LSU’s secondary is anchored by two defensive backs that are revered by everyone in the locker room. While Burns is the prime example of how not all heroes wear capes and not all captains wear a ‘C’ on their chest, he walks alongside someone who does wear the ‘C’:  Brooks, a Louisiana boy at heart that started his college career at Arkansas.

Their common ground? He, too, eventually found his way home to the Tigers.

It’s hard to find a young football player that wants to play defense. Most want to play quarterback, with wide receiver being a close second. Brooks was no exception.

Defensive back Greg Brooks Sr. was selected in the sixth round of the 2004 NFL Draft by the Cincinnati Bengals, and years later, his status would impact where coaches placed his son on the field. As a high school freshman, Brooks Jr. wanted to play wide receiver. His coach knew his father, so Brooks Jr. had no chance.

“My coach said, ‘Nah. You’re going to play defensive back,’” Brooks Jr. explained. “I said, ‘Alright.’ He told me I was going to play wide receiver in two weeks, but I was never able to get back on the offensive side of the ball. As long as I got better and better on defense –  I played a few games my freshman year, and my sophomore year was really when it kind of took off. I feel like that’s the best thing that ever happened to me.”

Why? It helped him get here:  one of four captains for the LSU Tigers.

The Harvey, La. native is used to being overlooked. In high school, he played in a 7-on-7 league, and his success propelled him into attending college camps, just waiting for a school to bite.

“I remember everything in 2019,” Brooks Jr. recalled. “I was like the last defensive back in my class to get offered a scholarship to any school in the country, not just an SEC school. People say they don’t look at stuff like that, but you know boys are looking at stuff like that. Being undersized, I had to go to camps on campus just to show I’m tall enough. So, it was kind of hard, but it also made me love the game even more because I really worked for it.”

His love for the game fuels his why:  proving himself and doing it for his family. Brooks Jr. was inspired by his mom going to work at 4 a.m. just so she could make it to his track meets after school. With his dad, he was constantly reminded of how he can grow both inside and outside the lines.

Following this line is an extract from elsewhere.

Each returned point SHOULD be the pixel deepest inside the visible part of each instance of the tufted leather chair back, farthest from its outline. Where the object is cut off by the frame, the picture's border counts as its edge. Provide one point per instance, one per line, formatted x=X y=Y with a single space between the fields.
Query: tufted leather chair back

“Obviously, any kid wants to be like their dad,” Brooks Jr. said. “But me playing football, him playing in the NFL and reaching his goals was probably one of my main priorities. Being better than him, hopefully one day getting drafted higher than he got drafted. But he always helped me a lot, whether it’s grading the film, tough love, everything; he always helped me out. I always knew it was coming from his heart.”

The last line was important.

“I remember one specific high school game I had an interception, and he said, ‘You could’ve had a pick-six,’” Brooks Jr. said. “He just motivated me to do better than what I was doing, basically saying the good wasn’t good enough.”

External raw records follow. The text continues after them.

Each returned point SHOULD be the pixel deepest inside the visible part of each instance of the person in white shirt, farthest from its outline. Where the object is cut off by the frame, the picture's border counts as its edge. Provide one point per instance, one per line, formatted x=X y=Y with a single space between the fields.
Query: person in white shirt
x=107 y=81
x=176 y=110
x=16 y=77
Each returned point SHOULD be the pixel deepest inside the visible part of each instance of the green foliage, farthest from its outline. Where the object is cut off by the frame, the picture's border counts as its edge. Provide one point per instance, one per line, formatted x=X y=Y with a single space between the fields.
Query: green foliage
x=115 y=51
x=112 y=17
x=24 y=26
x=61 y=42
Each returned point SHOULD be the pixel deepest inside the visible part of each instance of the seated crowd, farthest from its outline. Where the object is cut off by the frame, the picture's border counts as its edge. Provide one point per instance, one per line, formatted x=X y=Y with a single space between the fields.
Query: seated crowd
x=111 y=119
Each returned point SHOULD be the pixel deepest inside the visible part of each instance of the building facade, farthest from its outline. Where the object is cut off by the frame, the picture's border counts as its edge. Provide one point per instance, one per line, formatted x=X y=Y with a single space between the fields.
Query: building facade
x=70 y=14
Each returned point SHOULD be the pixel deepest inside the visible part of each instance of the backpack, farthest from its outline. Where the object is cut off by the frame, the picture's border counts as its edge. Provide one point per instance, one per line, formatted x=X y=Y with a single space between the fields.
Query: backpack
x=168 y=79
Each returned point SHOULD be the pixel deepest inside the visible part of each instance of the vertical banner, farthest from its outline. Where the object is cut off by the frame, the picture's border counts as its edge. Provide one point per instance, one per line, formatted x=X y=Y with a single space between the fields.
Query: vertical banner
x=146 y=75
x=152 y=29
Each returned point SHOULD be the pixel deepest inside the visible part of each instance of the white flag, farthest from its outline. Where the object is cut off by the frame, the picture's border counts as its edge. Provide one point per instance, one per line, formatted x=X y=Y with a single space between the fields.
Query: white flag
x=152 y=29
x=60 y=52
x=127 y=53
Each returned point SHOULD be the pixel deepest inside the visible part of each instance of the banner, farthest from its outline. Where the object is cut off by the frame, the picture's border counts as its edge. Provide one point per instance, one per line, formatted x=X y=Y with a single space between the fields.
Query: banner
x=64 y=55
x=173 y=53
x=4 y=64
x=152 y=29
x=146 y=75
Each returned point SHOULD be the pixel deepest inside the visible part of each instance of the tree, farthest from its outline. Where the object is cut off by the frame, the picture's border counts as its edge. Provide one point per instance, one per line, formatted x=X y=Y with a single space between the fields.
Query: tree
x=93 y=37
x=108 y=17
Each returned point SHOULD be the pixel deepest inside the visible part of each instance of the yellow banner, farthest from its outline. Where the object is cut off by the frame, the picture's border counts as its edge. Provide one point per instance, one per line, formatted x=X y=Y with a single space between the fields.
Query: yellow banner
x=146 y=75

Good not being good enough didn’t mean he was a failure. It meant he could still work toward reaching his full potential. Instead of taking his dad’s comments personally, Brooks Jr. embraced it, recognizing that every parent wants their kid to have it better than they did. Brooks Sr. did his part when Brooks Jr. was younger, and now Brooks Jr. is paying it forward.

Despite it only being his second season with the Tigers, the undersized, once quiet defensive back that took an unconventional journey to LSU is now viewed as one of the best leaders on one of college football’s best teams. Burns does the talking, but both do the paving.

“I don’t really like talking a lot, but it’s crazy how much I see myself progress as not only a player, but as a person,” Brooks Jr. explained. “Bringing along other people with me, doing the right thing at the right time, helping others do what they need to do right then. Just motivating them, helping them believe that they can play and be great here.”

As motivators, Burns and Brooks Jr. will tell their teammates their work is good.

As leaders, they will make sure they know it’s not good enough.